15 August, 2011

More m$ rubbish, SQL 2008 this time

Though, this one seems to go as far back as Sybase.

I tried to make a field binary, i.e. change its type from char(10) to binary(10). The contents should stay the same - I am only changing the behavior of the field in some cases, like when coming over the wire to an ODBC client near your Windowses with a non-Western codepage. IOW, the field may, in the future, contain nonprintables.

So I try to run this command:

alter table mytable alter column myt_code binary(10)

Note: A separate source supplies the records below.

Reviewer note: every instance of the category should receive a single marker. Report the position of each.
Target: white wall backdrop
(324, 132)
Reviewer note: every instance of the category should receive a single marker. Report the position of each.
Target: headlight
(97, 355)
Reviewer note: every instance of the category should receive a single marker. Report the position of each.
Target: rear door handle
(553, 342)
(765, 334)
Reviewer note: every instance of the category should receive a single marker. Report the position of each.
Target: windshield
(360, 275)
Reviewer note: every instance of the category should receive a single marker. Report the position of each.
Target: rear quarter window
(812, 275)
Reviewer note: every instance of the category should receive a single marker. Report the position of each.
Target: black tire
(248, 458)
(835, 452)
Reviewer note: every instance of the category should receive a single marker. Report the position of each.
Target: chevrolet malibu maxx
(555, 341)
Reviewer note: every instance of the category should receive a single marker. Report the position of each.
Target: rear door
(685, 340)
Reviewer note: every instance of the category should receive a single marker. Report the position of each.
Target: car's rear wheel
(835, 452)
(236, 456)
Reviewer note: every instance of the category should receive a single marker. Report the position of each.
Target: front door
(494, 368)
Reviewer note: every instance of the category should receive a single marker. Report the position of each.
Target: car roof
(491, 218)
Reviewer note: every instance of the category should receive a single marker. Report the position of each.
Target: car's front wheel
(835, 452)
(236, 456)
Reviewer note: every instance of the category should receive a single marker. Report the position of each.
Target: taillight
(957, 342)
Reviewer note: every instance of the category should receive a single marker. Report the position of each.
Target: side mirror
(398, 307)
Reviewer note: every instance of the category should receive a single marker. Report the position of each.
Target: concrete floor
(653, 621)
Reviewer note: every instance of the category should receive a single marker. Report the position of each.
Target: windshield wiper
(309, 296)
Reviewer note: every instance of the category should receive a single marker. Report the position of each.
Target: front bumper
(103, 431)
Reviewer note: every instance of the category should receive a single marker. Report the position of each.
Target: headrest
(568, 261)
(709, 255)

The first fail is the message "SQL Server Database Error: The object 'Dflt_EmptyString' is dependent on column 'myt_code'."... Huh? Something will happen to the database-wide default if I change one column? And that new column is just another string, so the default would apply to the new version of the column just as well. But no, it's not only the message which is wrong way around (the column is dependent on the default, not vice versa), it's the ass backward idea that it's the programmer's duty to remove such dependencies manually. The idea of trying to unbind - try if it still works - bind again... simply didn't occur to anyone in M$. Did anyone refuse to buy SQL server because of this? So it won't be changed, it's not a feature.

OK, you have it. I'll unbind. Done. Try again. Bang!
Implicit conversion from data type char to binary is not allowed. Use the CONVERT function to run this query.
Why? Why is any conversion necessary. It's one type of string to another type of string, and the first type is actually a subset of the latter. Such a rule makes sense when you try to change type from any numeric to any string type, even though there are other databases where the conversion happens on the fly (you get string representation of the numbers, or a numeric value of any number string contained in the string).

Know what? I'm not doing this. TSQL doesn't support it, period.